Ensure requirements used are the same in both the remotely running container and the one on your PC
docker build -t ravelry_playground:latest .
docker run -it -rm
--workdir=/project
--volume=<location_of_repo>/project
-p=5010:8000
<image_name>
Example directory: C:/Users/gxxxxxx/repos/ravelry_playground Example Image Name: ravelry_playground:latest
Or use the start_container.py file passing in that you want to run the container with cauldron started:
python start_container.py --container cauldron
Connect to cauldron in your browser (use Chrome):
Go to:
http://localhost:5010/
docker run -it -rm
--workdir=/project
--volume=<location_of_repo>/project
<image_name>
/bin/bash
Or use the start_container.py file passing in that you want to run the container with command line control:
python start_container.py --container command_line
COMING SOON
import json
print(json.dumps(patterns[0], indent=2))
If you are wanting to edit your code locally, but have the code execute in GCP (using GCP resources), you can follow the below steps for Cauldron. I have another repo which includes instructions for other types of remote execution as well, including using Jupyter and via JetBrains products such as PyCharm here:
https://github.com/ReneeErnst/end-to-end-model-test-gcp
Connecting Cauldron to compute instance in GCP:
-
Start your instance in GCP (I'm using an AI Platform Notebook Instance)
- I did this via the console, but you can also do this via gcloud commands
- If you are using an AI Platform Notebook instance I suggest
installing your packages using the built in Jupyter Notebook
functionality.
- Once the instance starts in the console, select OPEN JUPYTER LAB
- Clone the repo
- Open a terminal in Jupyter lab and
pip3 install -r requirements.txt
-
SSH into that running instance - note that if you don't indicate a zone one will be picked for you in whatever region you specified for the instance.
gcloud compute ssh <instance-name> --project <project-id> --zone <zone> -- -L 5010:localhost:5010
-
A putty window will open if you are on windows (I haven't tried this on a different OS, but instructions should be similar). Any commands you run in this window will execute in your instance. Note that the default python version (as of today's date) is 2.7, make sure that you specify python3 and pip3 for those commands
-
Start a Cauldron Kernel in the PuTTY instance:
cauldron kernel --port=5010
-
In your command line tool of choice, launch cauldron on your machine connecting to that now open port:
cauldron ui --connect=127.0.0.1:5010
-
Cauldron will now open in your browser and you are ready to go!
- Note: If you have troubles I recommend using Chrome
If interacting with Google Cloud Platform for anything other than saving data to BigQuery via pandas-gbq, you will need to follow the below authentication steps.
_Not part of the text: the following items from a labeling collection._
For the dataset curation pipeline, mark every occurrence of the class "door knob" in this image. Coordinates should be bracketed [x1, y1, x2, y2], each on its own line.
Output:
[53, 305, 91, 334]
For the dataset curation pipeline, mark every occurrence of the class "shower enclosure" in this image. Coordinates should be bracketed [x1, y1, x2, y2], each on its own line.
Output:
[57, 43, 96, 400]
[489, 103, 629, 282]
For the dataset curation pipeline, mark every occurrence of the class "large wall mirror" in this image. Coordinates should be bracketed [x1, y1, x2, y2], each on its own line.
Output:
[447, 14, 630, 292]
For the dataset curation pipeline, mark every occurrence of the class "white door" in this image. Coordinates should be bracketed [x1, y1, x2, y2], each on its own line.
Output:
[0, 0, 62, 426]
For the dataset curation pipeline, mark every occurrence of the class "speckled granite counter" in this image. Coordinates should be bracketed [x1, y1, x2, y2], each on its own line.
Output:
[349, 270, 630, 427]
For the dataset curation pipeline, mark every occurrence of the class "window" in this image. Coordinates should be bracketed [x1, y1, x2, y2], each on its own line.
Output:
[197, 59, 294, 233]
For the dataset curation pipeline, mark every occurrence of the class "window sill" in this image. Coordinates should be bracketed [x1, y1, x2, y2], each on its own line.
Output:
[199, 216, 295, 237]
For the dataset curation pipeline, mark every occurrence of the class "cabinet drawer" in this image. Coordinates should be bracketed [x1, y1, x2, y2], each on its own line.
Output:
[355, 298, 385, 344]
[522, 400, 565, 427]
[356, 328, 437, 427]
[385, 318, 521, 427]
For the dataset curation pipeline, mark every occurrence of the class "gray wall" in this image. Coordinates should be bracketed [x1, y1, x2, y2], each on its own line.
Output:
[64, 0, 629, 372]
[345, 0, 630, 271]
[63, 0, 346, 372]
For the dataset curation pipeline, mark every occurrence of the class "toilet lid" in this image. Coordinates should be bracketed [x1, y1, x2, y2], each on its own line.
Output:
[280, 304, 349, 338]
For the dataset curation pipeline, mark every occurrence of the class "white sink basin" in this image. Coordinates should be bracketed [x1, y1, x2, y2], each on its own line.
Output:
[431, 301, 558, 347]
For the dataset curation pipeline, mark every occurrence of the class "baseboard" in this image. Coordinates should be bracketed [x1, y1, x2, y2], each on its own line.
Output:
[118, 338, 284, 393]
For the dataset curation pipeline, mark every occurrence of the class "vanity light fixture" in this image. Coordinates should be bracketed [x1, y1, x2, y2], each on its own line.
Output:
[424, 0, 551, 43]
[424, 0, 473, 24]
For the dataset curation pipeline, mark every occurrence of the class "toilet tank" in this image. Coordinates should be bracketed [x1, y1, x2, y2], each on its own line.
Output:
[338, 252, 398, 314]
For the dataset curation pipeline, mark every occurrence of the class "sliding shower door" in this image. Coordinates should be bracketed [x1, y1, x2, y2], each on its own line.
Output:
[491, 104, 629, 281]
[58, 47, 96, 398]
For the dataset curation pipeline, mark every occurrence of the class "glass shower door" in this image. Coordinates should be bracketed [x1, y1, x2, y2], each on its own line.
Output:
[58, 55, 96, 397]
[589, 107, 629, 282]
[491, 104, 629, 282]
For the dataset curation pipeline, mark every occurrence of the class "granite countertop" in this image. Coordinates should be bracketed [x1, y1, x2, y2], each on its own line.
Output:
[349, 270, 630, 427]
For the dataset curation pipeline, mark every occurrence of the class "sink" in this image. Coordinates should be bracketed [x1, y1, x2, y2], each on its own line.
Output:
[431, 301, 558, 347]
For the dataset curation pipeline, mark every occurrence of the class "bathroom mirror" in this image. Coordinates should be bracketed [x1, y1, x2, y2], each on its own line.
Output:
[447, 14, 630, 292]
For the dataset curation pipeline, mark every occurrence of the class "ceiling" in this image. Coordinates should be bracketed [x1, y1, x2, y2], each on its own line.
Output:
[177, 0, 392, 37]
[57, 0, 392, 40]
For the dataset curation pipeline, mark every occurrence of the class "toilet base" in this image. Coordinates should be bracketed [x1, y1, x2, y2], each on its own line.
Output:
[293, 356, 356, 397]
If only using pandas-gbq, you will get instructions on authenticating the first time you run it. Go to the terminal where you kicked off Cauldron for when that happens as you will need to go to the url provided and then enter the credentials info.
For all other authentication needs, you will need to authenticate to GCP. If you are running your code in a local container, this will need to be done from inside the container. The following steps assume you are doing this within a container, but can be used for auth generally.
If you started the container to immediately run cauldron, you need to exec into that running container and auth to GCP:
-
In a new terminal window use this command to get the name of your running container:
docker container ls
-
Exec into that container for running commands:
docker exec -it <container_name> bash
-
Once exec'ed into the container, follow these steps:
- Authenticate to GCP:
gcloud auth application-default login
- Authenticate to GCP:
You should now be set up to interact with GCP from your running container! You can now exit by simply entering 'exit'.